時計の針は五時を回っている。街を歩く人の流れは止む事を知らない。
引篭り生活も十一年目を迎えた。このままでいいのか。このまま死んで
しまうのか。いい年して定職にも就かず、家で親を頼り、怠けている。
変わりたい。
そう思って、今日は下降線生活に歯止めをかけるべく、外に出てみた。
十一年ぶりの外出だ。天気がよい。太陽が、きらきらと輝く。光の無い
生活を送り続けてきた。外の光も社会の光にも。ベクトルを修正したい。
人の目線。進は、己の胸の内部に恐怖心が芽生える変化に気がついた。
怖い。道歩く人間全てが刃物を持っているのでは。ありもしない事。だ
が、今の優は人が怖かった。長らく続いた、引篭り生活の影響であろう。
正常な判断力を失っていた。これから何をすれば。ならず者の住処はやは
り影なのか。怖い。人が怖い。

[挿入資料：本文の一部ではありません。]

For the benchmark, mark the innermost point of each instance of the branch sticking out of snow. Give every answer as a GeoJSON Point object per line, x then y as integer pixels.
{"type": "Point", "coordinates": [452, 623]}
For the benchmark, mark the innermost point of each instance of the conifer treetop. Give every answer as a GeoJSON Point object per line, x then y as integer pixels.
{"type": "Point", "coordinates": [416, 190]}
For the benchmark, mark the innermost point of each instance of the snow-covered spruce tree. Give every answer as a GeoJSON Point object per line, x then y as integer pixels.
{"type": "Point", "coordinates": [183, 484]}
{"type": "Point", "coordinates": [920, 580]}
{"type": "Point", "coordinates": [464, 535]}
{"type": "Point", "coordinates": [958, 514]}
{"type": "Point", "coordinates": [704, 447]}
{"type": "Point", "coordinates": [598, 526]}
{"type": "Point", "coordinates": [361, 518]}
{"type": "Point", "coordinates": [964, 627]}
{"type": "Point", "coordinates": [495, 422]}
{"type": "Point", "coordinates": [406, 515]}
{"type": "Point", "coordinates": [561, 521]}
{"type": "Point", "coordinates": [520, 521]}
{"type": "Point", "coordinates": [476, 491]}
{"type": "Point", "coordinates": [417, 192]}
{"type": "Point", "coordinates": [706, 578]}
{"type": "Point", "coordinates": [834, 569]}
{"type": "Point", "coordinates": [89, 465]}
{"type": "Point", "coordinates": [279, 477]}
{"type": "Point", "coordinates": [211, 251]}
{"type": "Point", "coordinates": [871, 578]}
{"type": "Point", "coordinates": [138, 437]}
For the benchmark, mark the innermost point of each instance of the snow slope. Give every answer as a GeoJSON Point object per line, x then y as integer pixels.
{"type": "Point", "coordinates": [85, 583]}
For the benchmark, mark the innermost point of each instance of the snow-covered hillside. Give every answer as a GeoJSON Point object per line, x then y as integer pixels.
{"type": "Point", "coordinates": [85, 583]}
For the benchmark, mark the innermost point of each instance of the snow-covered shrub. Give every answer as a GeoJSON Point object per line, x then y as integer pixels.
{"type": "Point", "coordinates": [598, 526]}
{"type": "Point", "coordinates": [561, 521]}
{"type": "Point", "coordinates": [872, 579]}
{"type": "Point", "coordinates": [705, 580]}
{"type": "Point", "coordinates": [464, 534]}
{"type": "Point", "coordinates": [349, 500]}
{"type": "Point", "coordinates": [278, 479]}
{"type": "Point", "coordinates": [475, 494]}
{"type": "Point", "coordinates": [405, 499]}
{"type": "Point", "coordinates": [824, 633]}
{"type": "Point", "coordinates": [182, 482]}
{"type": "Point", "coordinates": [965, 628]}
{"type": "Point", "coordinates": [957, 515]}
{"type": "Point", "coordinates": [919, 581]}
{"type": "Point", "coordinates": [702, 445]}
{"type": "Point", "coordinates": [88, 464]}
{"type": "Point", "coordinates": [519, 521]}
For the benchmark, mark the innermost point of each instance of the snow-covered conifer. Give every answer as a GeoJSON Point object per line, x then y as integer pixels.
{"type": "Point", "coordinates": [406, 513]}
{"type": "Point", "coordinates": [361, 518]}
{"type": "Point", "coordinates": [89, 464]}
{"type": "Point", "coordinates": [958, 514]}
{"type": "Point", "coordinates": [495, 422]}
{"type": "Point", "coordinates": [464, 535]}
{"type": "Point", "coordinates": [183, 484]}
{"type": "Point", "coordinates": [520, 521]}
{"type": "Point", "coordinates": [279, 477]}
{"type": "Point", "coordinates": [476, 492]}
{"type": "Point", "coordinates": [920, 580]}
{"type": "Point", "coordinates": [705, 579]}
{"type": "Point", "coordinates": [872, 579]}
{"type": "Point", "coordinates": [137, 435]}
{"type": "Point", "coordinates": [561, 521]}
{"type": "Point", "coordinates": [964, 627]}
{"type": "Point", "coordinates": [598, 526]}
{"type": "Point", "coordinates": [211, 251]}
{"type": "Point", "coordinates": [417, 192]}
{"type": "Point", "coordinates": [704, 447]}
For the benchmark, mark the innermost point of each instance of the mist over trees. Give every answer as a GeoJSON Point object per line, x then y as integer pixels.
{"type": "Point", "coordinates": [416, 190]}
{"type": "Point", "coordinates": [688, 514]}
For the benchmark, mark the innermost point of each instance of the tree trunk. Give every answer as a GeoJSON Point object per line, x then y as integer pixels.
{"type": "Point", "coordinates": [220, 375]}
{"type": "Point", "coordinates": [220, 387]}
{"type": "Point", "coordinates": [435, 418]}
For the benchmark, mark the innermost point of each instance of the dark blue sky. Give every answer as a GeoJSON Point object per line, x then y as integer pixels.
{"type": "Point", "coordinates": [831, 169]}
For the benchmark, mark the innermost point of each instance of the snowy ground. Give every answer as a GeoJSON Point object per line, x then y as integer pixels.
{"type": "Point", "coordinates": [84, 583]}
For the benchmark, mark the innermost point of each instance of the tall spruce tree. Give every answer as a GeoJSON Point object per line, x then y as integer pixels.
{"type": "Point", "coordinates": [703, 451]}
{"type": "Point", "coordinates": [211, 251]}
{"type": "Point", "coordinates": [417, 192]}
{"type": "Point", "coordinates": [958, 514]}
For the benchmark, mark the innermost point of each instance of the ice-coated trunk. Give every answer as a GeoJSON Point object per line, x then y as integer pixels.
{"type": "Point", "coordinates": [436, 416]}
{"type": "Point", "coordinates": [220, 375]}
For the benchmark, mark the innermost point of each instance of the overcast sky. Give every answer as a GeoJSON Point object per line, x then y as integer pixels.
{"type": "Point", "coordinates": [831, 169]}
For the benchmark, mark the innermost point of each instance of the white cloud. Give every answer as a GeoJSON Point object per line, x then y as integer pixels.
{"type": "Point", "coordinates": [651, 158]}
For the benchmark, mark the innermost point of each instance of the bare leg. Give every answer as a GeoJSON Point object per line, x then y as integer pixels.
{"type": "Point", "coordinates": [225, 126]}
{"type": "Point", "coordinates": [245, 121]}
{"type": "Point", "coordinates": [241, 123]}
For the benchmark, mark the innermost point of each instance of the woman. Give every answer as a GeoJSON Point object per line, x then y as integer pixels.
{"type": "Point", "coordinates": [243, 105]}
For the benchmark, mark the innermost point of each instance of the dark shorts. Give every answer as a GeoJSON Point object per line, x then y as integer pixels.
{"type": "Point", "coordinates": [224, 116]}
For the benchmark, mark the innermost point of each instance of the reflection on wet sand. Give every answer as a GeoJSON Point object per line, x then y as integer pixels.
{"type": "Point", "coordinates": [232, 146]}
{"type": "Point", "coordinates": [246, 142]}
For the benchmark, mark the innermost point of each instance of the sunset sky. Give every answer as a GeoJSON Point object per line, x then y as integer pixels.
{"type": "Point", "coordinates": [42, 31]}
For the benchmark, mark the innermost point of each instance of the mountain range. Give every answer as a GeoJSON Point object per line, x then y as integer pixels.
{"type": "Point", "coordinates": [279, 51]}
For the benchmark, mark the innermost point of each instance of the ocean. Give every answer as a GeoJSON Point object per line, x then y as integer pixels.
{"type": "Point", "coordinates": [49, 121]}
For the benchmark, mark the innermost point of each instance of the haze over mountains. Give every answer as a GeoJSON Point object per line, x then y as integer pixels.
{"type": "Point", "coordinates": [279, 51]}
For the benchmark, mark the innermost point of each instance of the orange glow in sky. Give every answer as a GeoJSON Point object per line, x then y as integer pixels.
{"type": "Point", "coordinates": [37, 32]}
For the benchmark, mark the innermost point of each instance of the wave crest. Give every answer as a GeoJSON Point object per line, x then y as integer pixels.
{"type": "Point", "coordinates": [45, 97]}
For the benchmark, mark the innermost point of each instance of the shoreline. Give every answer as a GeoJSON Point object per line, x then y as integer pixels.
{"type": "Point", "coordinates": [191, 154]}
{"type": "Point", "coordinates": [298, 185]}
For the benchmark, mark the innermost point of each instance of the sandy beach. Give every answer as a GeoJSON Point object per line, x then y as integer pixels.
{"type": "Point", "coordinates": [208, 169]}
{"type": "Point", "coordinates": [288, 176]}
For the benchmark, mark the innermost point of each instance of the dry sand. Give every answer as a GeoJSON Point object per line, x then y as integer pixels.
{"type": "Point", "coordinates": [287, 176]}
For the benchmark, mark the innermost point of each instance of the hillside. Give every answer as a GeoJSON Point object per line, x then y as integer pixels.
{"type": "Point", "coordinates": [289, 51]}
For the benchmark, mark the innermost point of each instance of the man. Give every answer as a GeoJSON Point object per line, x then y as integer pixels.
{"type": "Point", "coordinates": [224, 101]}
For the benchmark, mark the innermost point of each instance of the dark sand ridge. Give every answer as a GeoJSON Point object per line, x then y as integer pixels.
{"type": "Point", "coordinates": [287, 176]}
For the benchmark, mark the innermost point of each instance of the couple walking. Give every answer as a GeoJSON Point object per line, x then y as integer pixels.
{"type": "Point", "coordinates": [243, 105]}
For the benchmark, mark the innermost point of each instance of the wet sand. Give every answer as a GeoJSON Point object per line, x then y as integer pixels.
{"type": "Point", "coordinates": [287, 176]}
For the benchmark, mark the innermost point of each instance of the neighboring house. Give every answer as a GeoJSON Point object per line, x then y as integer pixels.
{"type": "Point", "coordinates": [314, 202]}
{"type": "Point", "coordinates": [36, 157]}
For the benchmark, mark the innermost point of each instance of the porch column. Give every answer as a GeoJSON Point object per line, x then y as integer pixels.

身を危ぶんだ。こんな所で死ぬのは嫌だ。
家に引き返した。おれには無理だ。おれには。自嘲。おれのせいで、母
さんに迷惑をかけてる。生まれてこなければよかったんだ。気が滅入って
いた。
公園が見える。人は誰もいない。小さい頃、夢中で公園の中を走ってい
たあの頃。まだ優しかった父。進は、そこで己の幻を見ていた。幻が説得
してくる。勇気を出せ。幻の子供。少年の進は、今の進に力強く力説をし
てくる。親の事は余り気にするな。子を見ること親に如かずだ。人生一度
きりだぞ。幻の言葉は、次第に進自身の言葉となっていく。その度重なる
幻との会話は、いつの間にか自答自問へとなった。負けるな。一度きりの
人生。まだやり直せる。歩いていた。再び街に向かって。繰り返し呟く。